Previous studies showed evidence of AKI-induced modulation of PD targets. Preclinical studies have suggested that, pHH3 Ser28 and gene expression markers (Aurora A, Aurora B, BIRC5, PRC1, TACC3, KNTC2, and DLG7) may be potential biomarkers of maximum PD activity of MK-5108 [21]. Among the seven genes (AURKA, AURKB, BIRC5, PRC1, TACC3, DLGAP5 [DLG7], and NDC80 [KNTC2]) tested in this study, five genes (AURKA, AURKB, BIRC5, DLGAP5 [DLG7], and NDC80 [KNTC2]) showed statistically significant, dose-related changes in gene expressions (p < 0.05) as well as evidence of target engagement in surrogate tissue (p = 0.019) following treatment with the highest and lowest MK-5108 doses. Alternatively, pAurB Thr232 is also considered as a potential PD marker of MK-5108 Aurora A selectivity, since phosphorylation of Histone H3 Ser28 appears to be dependent on Aurora B activity and autophosphorylation of Thr232 on Aurora B is critical for its activity [11, 12]. However, post treatment changes in the levels of pHH3 and pAurB with MK-5108 MT were not observed in our study despite the achievement of PK exposure levels associated with Aurora A inhibition in preclinical models. Alternative dosing strategies for MK-5108 may influence PD changes in markers of Aurora A inhibition. Other possible factors that may have hampered our ability to detect changes in PD biomarkers following MK-5108 treatment include the relatively small number of patients enrolled in this study as well as the non-homogenous nature of the patient population (e.g., different tumor types and stages, previous exposure to chemotherapy).
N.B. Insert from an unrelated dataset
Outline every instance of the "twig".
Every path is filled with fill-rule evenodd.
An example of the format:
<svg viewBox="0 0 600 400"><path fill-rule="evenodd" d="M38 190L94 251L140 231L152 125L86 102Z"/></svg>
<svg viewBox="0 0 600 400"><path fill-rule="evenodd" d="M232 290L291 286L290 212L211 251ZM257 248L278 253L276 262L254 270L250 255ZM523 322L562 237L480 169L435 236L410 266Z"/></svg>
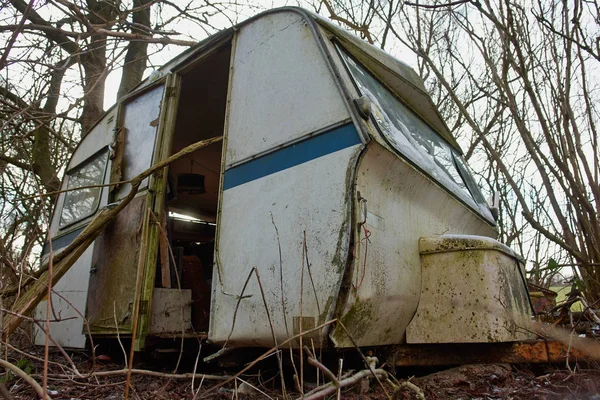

In conclusion, this study reached one of its co-primary objectives in defining the MTD for MK-5108 CT at 150 mg Q12hr (300 mg/day); however, an MTD for MK-5108 MT was not established even at the highest dose tested. In general, MK-5108 MT had an overall favorable toxicity profile compared with other AKIs. The lack of toxicity seen in the MK-5018 MT panel at doses that should have exceeded the therapeutic combination dose level may support further investigation of this drug in combination with taxanes (perhaps co-administered with GSCF support or employing different taxane dosing regimens) or with other chemotherapeutic agents. Nevertheless, no appreciable difference in anti-tumor activity was seen in patients receiving MK-5108 CT + low-dose docetaxel versus MK-5018 MT in this small study. While toxicity-related issues precluded the attainment of anticipated therapeutic dose levels in the CT panel, there was some evidence of target engagement in the MT panel as demonstrated by PD effects in surrogate tissues. Possible future areas of research may include evaluating the effects of MK-5108 on alternative PD biomarkers, such as the expression of proliferating cell nuclear antigen, Ki67, M30 and M65 in skin and plasma samples, as well as investigating inducible mutations in the targeted protein kinases that have been previously shown to be associated with the development of AKI resistance [4, 12, 22, 23].